Prometheus Introduction
What is Prometheus?
Prometheus is an open-source systems monitoring and alerting toolkit that has become a cornerstone of modern infrastructure observability. Originally built at SoundCloud in 2012, Prometheus was later donated to the Cloud Native Computing Foundation (CNCF) where it became the second project to graduate, after Kubernetes.
Prometheus excels at monitoring highly dynamic container environments, microservices architectures, and cloud-native applications. It provides powerful querying capabilities, robust visualizations, and a reliable alerting system.
Core Concepts
Before diving into practical examples, let's understand some fundamental Prometheus concepts:
Time Series Data
Prometheus collects and stores all data as time series - streams of timestamped values belonging to the same metric with the same set of labeled dimensions.
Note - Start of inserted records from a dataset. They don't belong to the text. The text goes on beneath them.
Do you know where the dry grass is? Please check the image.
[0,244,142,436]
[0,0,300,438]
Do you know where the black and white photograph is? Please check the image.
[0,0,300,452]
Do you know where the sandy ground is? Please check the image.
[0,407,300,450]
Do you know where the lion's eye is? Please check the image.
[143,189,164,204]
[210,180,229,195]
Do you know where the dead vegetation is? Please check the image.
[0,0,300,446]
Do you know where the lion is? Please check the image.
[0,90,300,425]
Each time series is uniquely identified by:
- Its metric name (e.g.,
http_requests_total
) - A set of key-value pairs called labels (e.g.,
{method="GET", endpoint="/api/users"}
)
Metrics Types
Prometheus supports four core metric types:
- Counter: A cumulative metric that can only increase or be reset to zero (e.g., number of requests served)
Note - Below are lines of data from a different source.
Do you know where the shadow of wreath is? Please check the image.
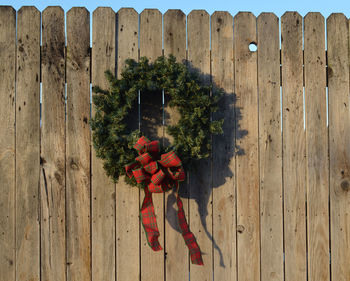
[164,61,248,267]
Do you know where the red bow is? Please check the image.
[125,136,203,265]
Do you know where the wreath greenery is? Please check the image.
[89,55,223,186]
- Gauge: A metric that can increase and decrease (e.g., memory usage)
- Histogram: Samples observations and counts them in configurable buckets (e.g., request durations)
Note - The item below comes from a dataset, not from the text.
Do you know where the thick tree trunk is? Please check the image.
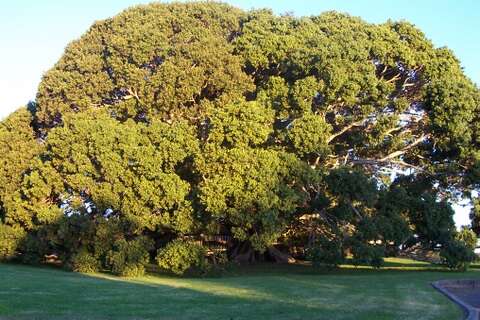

- Summary: Similar to histogram, but also calculates configurable quantiles
Pull-Based Architecture
Unlike many monitoring systems that push metrics to a central server, Prometheus follows a pull-based approach:
Prometheus Server regularly scrapes (pulls) metrics from instrumented applications or services. This approach offers several advantages:
- You can run your monitoring even when your alerting system is broken
- You can more easily detect if a service is down
- Multiple Prometheus servers can scrape the same targets without causing issues
Key Components of Prometheus
The Prometheus ecosystem consists of multiple components:
- Prometheus Server: The core component that scrapes and stores time series data
- Client Libraries: Libraries for instrumenting application code
- Pushgateway: For supporting short-lived jobs
- Exporters: Tools that expose metrics from existing systems
- Alertmanager: Handles alerts sent by the Prometheus server
- Visualization Tools: Such as Grafana or the built-in Prometheus web UI
Getting Started with Prometheus
Let's start with a basic setup to demonstrate how Prometheus works.
Installing Prometheus
The easiest way to get started with Prometheus is to use Docker:
docker run -p 9090:9090 -v /path/to/prometheus.yml:/etc/prometheus/prometheus.yml prom/prometheus
Basic Configuration
Prometheus uses YAML for configuration. Here's a minimal prometheus.yml
file:
global:
scrape_interval: 15s
scrape_configs:
- job_name: 'prometheus'
static_configs:
- targets: ['localhost:9090']
This configuration tells Prometheus to:
- Scrape targets every 15 seconds
- Monitor itself (Prometheus exposes its own metrics on port 9090)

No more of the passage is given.